Javier Lozano: I have a strong sense of excitement and responsibility, but I also feel very confident.

Do you see it as an advantage to have already played Italy in the second round of this FIFA Futsal World Championship Chinese Taipei 2004?
Definitely! The fact that we met earlier in the tournament means we already have a clear idea of their strengths and weaknesses, much more so than when the competition started.

Did you ever imagine that it would be a Spain - Italy final?
It had crossed my mind, yes, because Italy were one of the favourites and European champions, while we're the titleholders. Nothing's ever 100% sure, bit it was always a distinct possibility.

Does the fact that it's an all-European affair mean South American futsal is currently not as strong as in Europe?
There are a lot more tournaments in Europe than elsewhere in the world, and it doesn't take a rocket scientist to understand that teams need to play matches in order to improve. I believe this is the main advantage we have over the South Americans.

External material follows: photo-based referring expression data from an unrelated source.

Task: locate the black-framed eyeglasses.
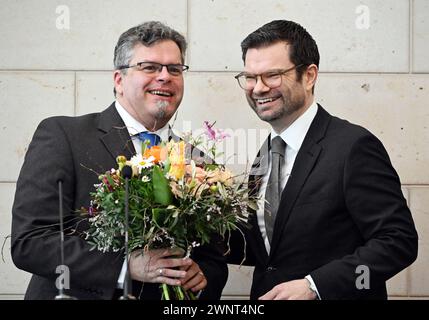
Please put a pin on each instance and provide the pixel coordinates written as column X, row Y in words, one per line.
column 271, row 79
column 151, row 67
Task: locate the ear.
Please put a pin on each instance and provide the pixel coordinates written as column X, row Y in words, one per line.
column 310, row 76
column 117, row 80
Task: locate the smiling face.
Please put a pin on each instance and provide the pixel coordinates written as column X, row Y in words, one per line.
column 151, row 99
column 282, row 105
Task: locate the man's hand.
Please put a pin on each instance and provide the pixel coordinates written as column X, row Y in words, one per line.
column 194, row 279
column 291, row 290
column 157, row 266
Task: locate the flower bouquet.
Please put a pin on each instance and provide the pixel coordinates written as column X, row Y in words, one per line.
column 174, row 201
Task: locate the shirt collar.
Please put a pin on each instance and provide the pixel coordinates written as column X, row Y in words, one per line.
column 294, row 135
column 134, row 127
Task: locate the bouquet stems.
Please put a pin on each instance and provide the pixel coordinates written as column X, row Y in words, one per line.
column 177, row 293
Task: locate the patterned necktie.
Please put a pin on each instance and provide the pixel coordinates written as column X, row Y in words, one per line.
column 153, row 138
column 273, row 192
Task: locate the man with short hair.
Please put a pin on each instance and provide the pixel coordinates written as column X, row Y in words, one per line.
column 148, row 80
column 331, row 203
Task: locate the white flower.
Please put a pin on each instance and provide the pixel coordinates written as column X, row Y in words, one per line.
column 141, row 163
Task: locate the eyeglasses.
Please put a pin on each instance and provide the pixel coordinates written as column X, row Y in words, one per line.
column 150, row 67
column 271, row 79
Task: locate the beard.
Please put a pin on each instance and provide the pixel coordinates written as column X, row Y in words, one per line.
column 290, row 104
column 162, row 109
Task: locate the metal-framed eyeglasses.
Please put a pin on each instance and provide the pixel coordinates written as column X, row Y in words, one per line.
column 150, row 67
column 271, row 79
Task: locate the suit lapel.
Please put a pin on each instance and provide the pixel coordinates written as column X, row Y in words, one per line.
column 115, row 136
column 258, row 170
column 303, row 165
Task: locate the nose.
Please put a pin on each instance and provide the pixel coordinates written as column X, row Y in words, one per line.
column 163, row 75
column 260, row 86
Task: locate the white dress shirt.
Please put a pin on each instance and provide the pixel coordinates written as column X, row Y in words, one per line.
column 293, row 136
column 134, row 127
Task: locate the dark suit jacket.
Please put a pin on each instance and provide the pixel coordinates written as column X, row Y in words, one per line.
column 75, row 149
column 342, row 207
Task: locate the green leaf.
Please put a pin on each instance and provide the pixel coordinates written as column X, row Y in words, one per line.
column 161, row 189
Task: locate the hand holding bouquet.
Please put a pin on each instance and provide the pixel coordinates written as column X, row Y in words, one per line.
column 175, row 201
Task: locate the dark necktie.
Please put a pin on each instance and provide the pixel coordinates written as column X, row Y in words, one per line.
column 274, row 187
column 153, row 138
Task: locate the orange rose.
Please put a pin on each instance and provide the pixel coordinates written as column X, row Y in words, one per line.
column 158, row 152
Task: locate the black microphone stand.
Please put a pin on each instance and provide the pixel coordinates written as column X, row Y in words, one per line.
column 127, row 173
column 61, row 295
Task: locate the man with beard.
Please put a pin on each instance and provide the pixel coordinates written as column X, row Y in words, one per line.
column 332, row 222
column 148, row 82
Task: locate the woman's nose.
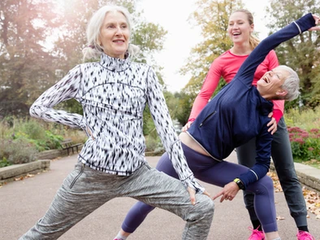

What differences are there between European and South American futsal?
I would say that South American futsal is more skilful and creative, whereas in Europe the accent is generally on physique and tactics. I don't think you can really say that one is better than the other. The ideal team would be a blend of both styles.

What will you be saying to your players over the coming hours?
Firstly, I'll be reminding them that playing in a World Championship is a fantastic opportunity, a once-in-a-lifetime event. I'll also be asking them to give 100%. Then, we shall see how things unfold on the pitch.

Alessandro Nuccorini regards Spain as the big favourites for this final. How do you see it?
He's smart; he's trying to put us under pressure. All's fair in love and war, I suppose. But seriously, I believe that his team are the logical favourites for the title. They are the champions of Europe and have recently beaten us twice, in our last two meetings. Need I say more?

What do you think the game will hinge on?
The way this final goes will be decided by certain very small details. A piece of individual skill here, a foul or a corner there. Extreme vigilance will be required, because the slightest error could prove fatal.